On 20/02/25 09:38, Dave Hansen wrote:
On 2/20/25 09:10, Valentin Schneider wrote:
The LDT and maybe the PEBS buffers are the only implicit supervisor accesses to vmalloc()'d memory that I can think of. But those are both handled specially and shouldn't ever get zapped while in use. The LDT replacement has its own IPIs separate from TLB flushing.
But I'm actually not all that worried about accesses while actually running userspace. It's that "danger zone" in the kernel between entry and when the TLB might have dangerous garbage in it.
So say we have kPTI, thus no vmalloc() mapped in CR3 when running userspace, and do a full TLB flush right before switching to userspace - could the TLB still end up with vmalloc()-range-related entries when we're back in the kernel and going through the danger zone?
Yes, because the danger zone includes the switch back to the kernel CR3 with vmalloc() fully mapped. All bets are off about what's in the TLB the moment that CR3 write occurs.
Actually, you could probably use that.
If a mapping is in the PTI user page table, you can't defer the flushes for it. Basically the same rule for text poking in the danger zone.
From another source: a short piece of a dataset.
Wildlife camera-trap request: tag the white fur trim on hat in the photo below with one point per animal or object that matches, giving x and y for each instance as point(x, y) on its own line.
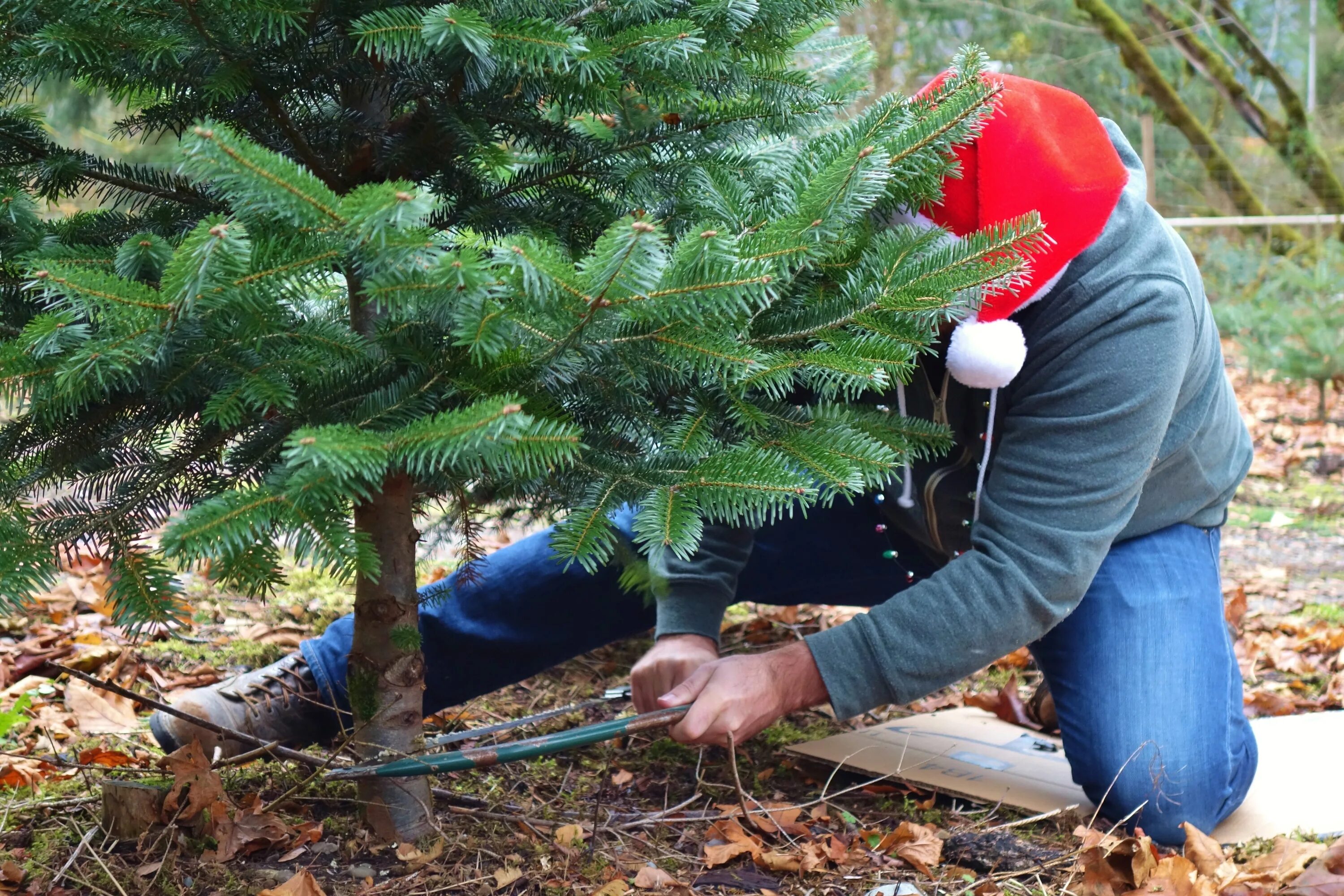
point(986, 355)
If there's a deferred flush pending, make sure that all of the SWITCH_TO_KERNEL_CR3's fully flush the TLB. You'd need something similar to user_pcid_flush_mask.
Right, that's what I (roughly) had in mind...
But, honestly, I'm still not sure this is worth all the trouble. If folks want to avoid IPIs for TLB flushes, there are hardware features that *DO* that. Just get new hardware instead of adding this complicated pile of software that we have to maintain forever. In 10 years, we'll still have this software *and* 95% of our hardware has the hardware feature too.
... But yeah, it pretty much circumvents arch_context_tracking_work, or at the very least adds an early(er) flushing of the context tracking work... Urgh.
Thank you for grounding my wild ideas into reality. I'll try to think some more see if I see any other way out (other than "buy hardware that does what you want and ditch the one that doesn't").